Una respuesta a Miguel Ángel, dueño de las imágenes


Hoy es martes, es trece y pueden las desgracias hacerse presentes. 


El hombre es un sobreviviente, sostuvo el invierno sobre sus hombros acechado por la muerte, como todos. Esperó la primavera para ver sus rosas iluminar las mañanas españolas y desde su ventana mira al mar cambiar los colores cada día. 


Hoy martes trece y a las tres de la mañana, en medio de un inconcluso sueño de verano, abre los ojos sin ningún temor a la oscuridad, se despierta y lo alcanza el silencio. El silencio lo abruma, la ausencia total del sonido lo envuelve en una nada espesa que lo agobia al punto de paralizarlo. El silencio es de hielo y ausencia, sin poder moverse, estático, abatido por lo absoluto de este silencio en la madrugada de un martes trece, mira con extrañeza asomar la luna por el filo abierto de la cortina.


En el mayor de los silencios el hombre recurre a las palabras y escribe en una página de su memoria: la luna se desmigaja para acariciar la sierra, porque se ha enamorado de los pinos, que recios y vestidos con la intensidad del verde se levantan para besarla, la luna corresponde a ese amor desmesurado y se hace espejo en la piedra y luz en los labios de una moza y en ese instante, la luna que es plural, se hace sangre, dolor, poema, el plateado reflejo de cuchillos en el mar.

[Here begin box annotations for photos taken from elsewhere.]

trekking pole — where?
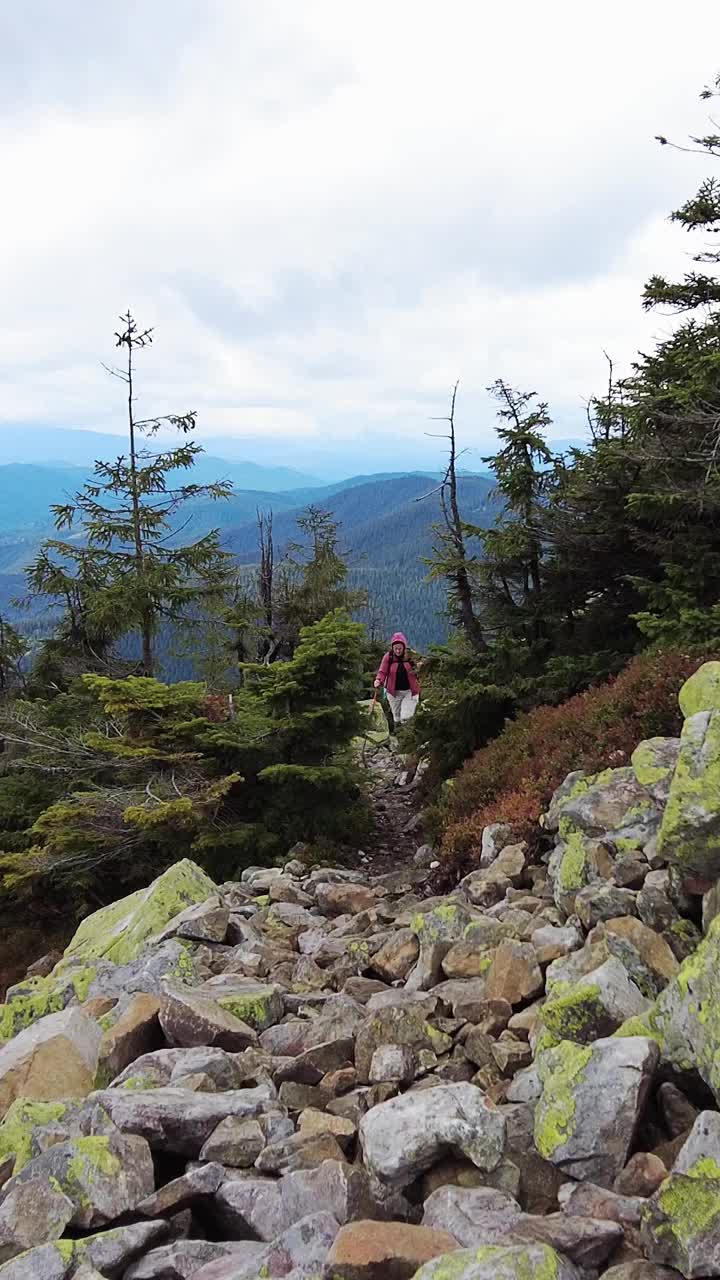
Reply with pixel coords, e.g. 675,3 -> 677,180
360,689 -> 378,764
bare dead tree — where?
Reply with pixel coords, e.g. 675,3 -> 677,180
415,383 -> 487,653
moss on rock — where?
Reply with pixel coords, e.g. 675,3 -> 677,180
65,858 -> 218,964
0,1098 -> 68,1174
678,662 -> 720,718
534,1041 -> 592,1160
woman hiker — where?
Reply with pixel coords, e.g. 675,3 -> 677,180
375,631 -> 420,728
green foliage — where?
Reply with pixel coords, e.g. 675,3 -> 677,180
442,653 -> 705,865
28,312 -> 231,676
0,612 -> 366,914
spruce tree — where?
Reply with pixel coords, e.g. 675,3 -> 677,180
28,311 -> 231,676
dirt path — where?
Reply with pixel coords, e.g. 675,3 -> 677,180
353,746 -> 424,876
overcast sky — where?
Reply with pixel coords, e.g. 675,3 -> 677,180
0,0 -> 720,470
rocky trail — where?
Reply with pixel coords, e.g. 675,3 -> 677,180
363,745 -> 432,876
0,663 -> 720,1280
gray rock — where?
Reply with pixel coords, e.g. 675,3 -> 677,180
123,1240 -> 245,1280
260,996 -> 365,1054
360,1084 -> 505,1185
414,1244 -> 580,1280
6,1133 -> 155,1230
215,1211 -> 340,1280
355,1005 -> 438,1083
657,710 -> 720,881
369,1044 -> 418,1084
423,1187 -> 523,1248
0,1009 -> 102,1120
480,822 -> 514,868
602,1258 -> 683,1280
213,1175 -> 283,1240
158,896 -> 231,942
534,1037 -> 659,1187
630,737 -> 680,808
0,1178 -> 74,1262
575,884 -> 638,929
94,1084 -> 277,1157
642,1111 -> 720,1280
136,1164 -> 225,1219
200,1116 -> 266,1169
160,988 -> 258,1052
111,1044 -> 246,1089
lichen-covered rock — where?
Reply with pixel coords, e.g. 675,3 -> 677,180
199,973 -> 284,1032
538,956 -> 651,1044
423,1185 -> 523,1248
620,916 -> 720,1102
135,1164 -> 225,1219
6,1133 -> 159,1230
123,1240 -> 245,1280
642,1111 -> 720,1280
407,897 -> 473,991
327,1221 -> 457,1280
0,1009 -> 102,1117
534,1037 -> 659,1187
575,884 -> 638,931
0,1221 -> 169,1280
630,737 -> 680,805
360,1084 -> 505,1185
65,858 -> 217,964
678,662 -> 720,719
355,1005 -> 448,1083
657,710 -> 720,881
414,1244 -> 580,1280
97,992 -> 163,1084
486,941 -> 543,1006
159,988 -> 258,1053
94,1084 -> 277,1157
560,768 -> 660,844
0,1178 -> 74,1262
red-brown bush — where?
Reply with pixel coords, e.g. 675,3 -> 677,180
442,653 -> 707,867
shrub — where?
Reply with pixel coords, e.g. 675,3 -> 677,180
441,653 -> 707,870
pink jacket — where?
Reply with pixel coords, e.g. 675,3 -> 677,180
375,631 -> 420,694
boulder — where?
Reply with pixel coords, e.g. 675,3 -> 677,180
0,1009 -> 102,1119
539,956 -> 651,1044
0,1179 -> 74,1262
60,858 -> 217,964
327,1221 -> 457,1280
197,973 -> 284,1032
620,916 -> 720,1102
657,710 -> 720,887
423,1185 -> 523,1248
94,1084 -> 277,1157
360,1084 -> 505,1185
414,1244 -> 580,1280
0,1221 -> 168,1280
5,1133 -> 155,1230
534,1037 -> 659,1187
159,988 -> 258,1053
642,1111 -> 720,1280
123,1240 -> 245,1280
159,896 -> 231,942
486,941 -> 544,1006
135,1164 -> 225,1219
315,884 -> 378,915
199,1116 -> 266,1169
678,662 -> 720,719
630,737 -> 680,805
97,991 -> 164,1084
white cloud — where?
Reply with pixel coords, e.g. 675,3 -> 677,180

Mientras repite las palabras para no olvidarlas, un viento bandido empuja una nube y esconde la luna. El silencio lo arropa y regresa al sueño. 


Al despertar, la mañana canta en la cocina y él intenta recordar las palabras que la luna le dictó, pero no lo logra y una vez más el olvido gana la partida y se cumple inexorable el infortunio que marcan los martes trece. Él termina por aceptar con estoicismo su sino, es un escritor que perdió el camino.